City partnering to save turtles
The City of Stirling is partnering with Murdoch University’s Harry Butler Institute to help conserve declining southwestern snake-necked turtle populations, with researchers and the community to play a major role.Back to news
The Saving Our Snake Necked Turtle (SOSNT) project has received $131,000 of Lotterywest funding to support the roll out of a comprehensive ‘citizen science’ engagement and education program by local governments and community groups. By teaching community members, these ‘citizen scientists’ will be able to participate in important research about the turtle populations and their predators.
The project has been timed to coincide with the spring/summer period (peaking between September and November) when turtles usually travel away from wetlands in search of a nesting site and become more vulnerable to accidents and predators.
Research by Murdoch University researcher Anthony Santoro found there were practically no juvenile southwestern snake-necked turtles across 35 metropolitan wetlands, due to a combination of predation by introduced species, mortality from road strikes, and a lack of suitable nesting habitat.
Mayor Mark Irwin said the City’s participation in the project aimed to upskill the community to track turtles and conduct important population and predation tracking surveys across Perth and regional WA.
“When the City of Stirling asked the community what was important to them as part of our long term planning, this led us to create a new vision for the City to become a sustainable City with a local focus,” he said.

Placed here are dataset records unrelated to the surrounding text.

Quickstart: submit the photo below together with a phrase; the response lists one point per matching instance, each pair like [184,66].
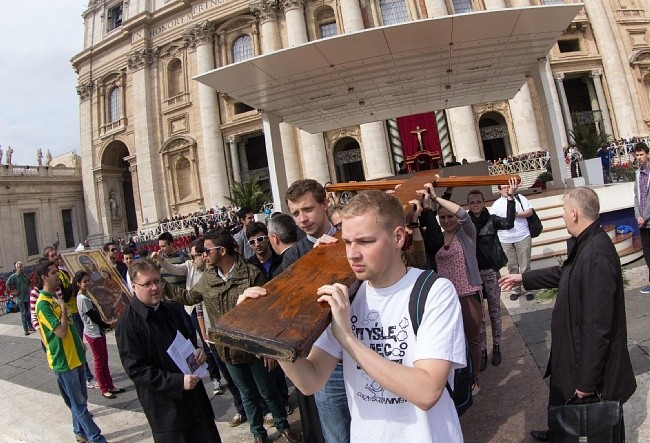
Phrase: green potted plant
[249,194]
[588,140]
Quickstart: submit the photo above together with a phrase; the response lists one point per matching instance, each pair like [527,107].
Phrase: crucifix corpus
[418,132]
[286,323]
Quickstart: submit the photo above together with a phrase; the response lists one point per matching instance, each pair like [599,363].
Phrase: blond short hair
[386,207]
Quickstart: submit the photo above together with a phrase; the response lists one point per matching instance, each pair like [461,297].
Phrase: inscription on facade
[197,10]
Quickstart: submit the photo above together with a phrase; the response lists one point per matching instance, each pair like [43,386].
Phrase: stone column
[436,8]
[614,66]
[564,104]
[312,145]
[551,123]
[234,159]
[267,13]
[460,121]
[277,176]
[464,132]
[521,107]
[602,102]
[374,142]
[85,92]
[201,37]
[376,152]
[351,15]
[146,145]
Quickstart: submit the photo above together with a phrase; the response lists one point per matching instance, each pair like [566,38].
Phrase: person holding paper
[175,404]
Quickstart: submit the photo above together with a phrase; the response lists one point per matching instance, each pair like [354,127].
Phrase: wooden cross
[286,323]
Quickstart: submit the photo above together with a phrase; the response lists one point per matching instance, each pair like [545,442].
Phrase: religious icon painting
[107,289]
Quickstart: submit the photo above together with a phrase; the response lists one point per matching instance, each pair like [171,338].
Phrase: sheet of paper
[181,352]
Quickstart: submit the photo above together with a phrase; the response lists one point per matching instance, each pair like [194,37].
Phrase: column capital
[288,5]
[200,34]
[595,73]
[265,10]
[84,90]
[143,57]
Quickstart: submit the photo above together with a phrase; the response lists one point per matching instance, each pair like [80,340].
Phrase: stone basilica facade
[156,144]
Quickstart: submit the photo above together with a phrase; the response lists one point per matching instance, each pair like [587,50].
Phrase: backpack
[461,394]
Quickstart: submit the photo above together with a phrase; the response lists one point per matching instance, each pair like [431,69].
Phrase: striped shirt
[63,354]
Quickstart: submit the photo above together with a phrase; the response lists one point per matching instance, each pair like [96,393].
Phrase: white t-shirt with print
[520,230]
[381,320]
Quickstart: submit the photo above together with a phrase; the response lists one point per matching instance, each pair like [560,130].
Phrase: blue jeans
[252,379]
[73,384]
[25,315]
[333,408]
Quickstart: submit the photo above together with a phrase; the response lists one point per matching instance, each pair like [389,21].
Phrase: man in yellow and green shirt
[70,298]
[65,352]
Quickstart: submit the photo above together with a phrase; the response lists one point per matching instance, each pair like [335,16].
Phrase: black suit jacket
[588,327]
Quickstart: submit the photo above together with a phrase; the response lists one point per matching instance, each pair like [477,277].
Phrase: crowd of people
[351,385]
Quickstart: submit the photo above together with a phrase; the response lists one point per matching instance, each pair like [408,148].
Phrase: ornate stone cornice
[84,90]
[265,10]
[595,73]
[200,34]
[142,57]
[293,4]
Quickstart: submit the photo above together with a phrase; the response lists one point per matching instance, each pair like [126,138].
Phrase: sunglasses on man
[259,239]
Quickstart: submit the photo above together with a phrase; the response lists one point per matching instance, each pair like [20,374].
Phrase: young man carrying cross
[395,381]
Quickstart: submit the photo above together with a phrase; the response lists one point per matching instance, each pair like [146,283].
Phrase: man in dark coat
[588,327]
[176,404]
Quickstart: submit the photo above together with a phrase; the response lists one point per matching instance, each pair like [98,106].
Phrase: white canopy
[397,70]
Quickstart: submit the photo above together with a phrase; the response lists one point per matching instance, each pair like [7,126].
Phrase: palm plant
[250,194]
[587,138]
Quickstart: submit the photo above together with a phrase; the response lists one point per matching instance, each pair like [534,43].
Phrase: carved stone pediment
[200,34]
[84,90]
[265,10]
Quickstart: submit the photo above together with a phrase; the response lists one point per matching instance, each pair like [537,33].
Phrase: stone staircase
[549,249]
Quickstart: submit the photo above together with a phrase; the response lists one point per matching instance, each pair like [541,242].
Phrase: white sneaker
[218,389]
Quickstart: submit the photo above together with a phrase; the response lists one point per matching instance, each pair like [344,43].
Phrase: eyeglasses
[259,239]
[149,284]
[208,250]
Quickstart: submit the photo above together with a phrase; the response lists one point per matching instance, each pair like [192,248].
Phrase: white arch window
[242,48]
[393,11]
[461,6]
[114,104]
[174,78]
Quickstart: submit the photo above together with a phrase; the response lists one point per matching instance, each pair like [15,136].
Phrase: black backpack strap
[419,296]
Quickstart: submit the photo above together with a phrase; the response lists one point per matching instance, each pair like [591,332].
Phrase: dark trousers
[645,245]
[253,380]
[203,431]
[232,388]
[213,369]
[79,325]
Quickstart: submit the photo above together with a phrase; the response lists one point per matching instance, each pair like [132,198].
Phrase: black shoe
[496,355]
[540,435]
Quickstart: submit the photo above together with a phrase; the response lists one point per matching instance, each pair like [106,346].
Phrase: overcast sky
[39,106]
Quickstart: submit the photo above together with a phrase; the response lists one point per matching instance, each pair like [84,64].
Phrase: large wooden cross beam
[285,324]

“When we talk about environmental sustainability, we are talking about actions that ensure that we are not only an energy-smart, water-wise and waste-wise City, but also a biodiverse City.
“Supporting biodiversity in our natural and urban environment means looking after connected and healthy ecosystems, as well as conserving, protecting and enhancing these areas to ensure they exist for future generations. We have also committed to directly providing habitat for wildlife, and to working with our community to increase our biodiversity and create a thriving and resilient urban ecology.
“Thank you to Murdoch University for inviting the City of Stirling to partner in this project, and I look forward to the good outcomes and data we will collect to ultimately enhance our native wildlife.”
A recent information session was held with members of the local community, and the public is encouraged to contribute to this project by downloading the Turtle Sat app to record turtle sightings and nesting sites.
The project will involve volunteer training in October, with the field research component occurring between October and December 2022.
Background on partners
The SOSNT project proponent and manager of the Lotterywest funds is the South West Corridor Development Foundation Inc. (SWCDeF), under the auspices of the South West Group (local government members from Melville to Rockingham).
The project work will be undertaken by turtle ecologists from the Harry Butler Institute and NatureLink Perth at Murdoch University, as well as partners 1 Million Turtles, Conservation Volunteers Australia (CVA), WA Wildlife Inc., City of Cockburn, the Department of Biodiversity, Conservation and Attractions (DBCA) and the 14 participating local governments.